The auto industry is racing to rebuild itself. It’s quickly realizing that the autonomous self-driving car is already here and is now teaming up with IC chip, communications, sensor, and software companies to come up to speed. The emphasis is now on getting the most out of digitization, artificial intelligence, machine learning, wireless and internet connectivity, and driverless self-thinking autos. This involves all major car makers including General Motors, Chrysler, Ford, Audi, BMW, Mercedes-Benz, Bentley, Rolls-Royce, Volvo, Nissan, Honda, Toyota, Kia, and even Tesla.
Who would have thought, not long ago, that U.S., European, Japanese, Korean, and other car makers would be teaming up with the likes of IBM, Intel, Delphi Automotive, Autoliv, Nvidia, Microsoft, Mobileye, Apple, Embark, Elektrobit, STMicroelectronics, Google subsidiary Waymo, and Uber? But that’s exactly what they’re doing, readying themselves for next-generation driverless and autonomous cars, buses, and trucks, by teaming up with these hardware and software companies.

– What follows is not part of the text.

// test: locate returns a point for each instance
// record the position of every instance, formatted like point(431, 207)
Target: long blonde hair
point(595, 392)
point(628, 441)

The ability of a car to self-park itself is no longer a fancy high-end feature. Tesla cars feature “autopilot” driving. Uber has piloted self-driving taxis, and Local Motors has demonstrated the first 3D-printed self-driving vehicle—named “Olli”—that uses the advanced cognitive capabilities of IBM’s Watson computer.
Local Motors demonstrated the first 3D-printed self-driving vehicle that integrates the advanced cognitive capabilities of IBM’s Watson computer. (Source: Local Motors)
Sweden’s AutoLiv and Volvo developed a joint venture called Zenuity for autonomous driving and have linked up with Nvidia. Velodyne LiDAR, the leading supplier of LiDAR technology, is supporting Autoliv in the development of an automotive-grade LiDAR.
Silicon Valley’s Zoox aims to transform transportation by offering a Level 5, or completely driverless, mobility service. Working from innovative research devised by KTH Royal Institute of Technology in Stockholm, an all-electric drivetrain has been developed for its first prototype.
The car’s shape has been largely finalized, in preparation for the production of the chassis and bodywork. The vehicle is outfitted with lidar, radar, video, and ultrasonic sensors. It has an electric motor in each wheel, and was designed to be bi-directional: it could move equally well forward and backward prototype.
Zoox aims to transform transportation by offering a Level 5, or completely driverless, mobility service.
There’s more to the concept of an autonomous car that can be built and put on the market. Such cars must also be able to refuel themselves, service themselves, exist in an infrastructure that allows all this to happen, and, of course, be more than just reliable and safe. This is all in the software.
Even hardware is not completely foolproof. RF sensor communications has been shown to be unreliable in some cases, and can lose sensing signals or even provide incorrect data. This means hardware redundancy and independent software control.
According to many automotive and electronics technology experts, it is doubtful that the autonomous car concept will catch on soon. It may take many more years before such a car or other autonomous vehicle becomes a common sight on the road.
Would you want to be driving in front of an autonomous tractor-trailer barreling down the highway when some unknown hardware and/or software failure in the tractor-trailer occurs? I doubt it.
As you can see, the challenges involved in making an autonomous vehicle viable are many and very complex. It will take a lot more R&D to make this a useful reality.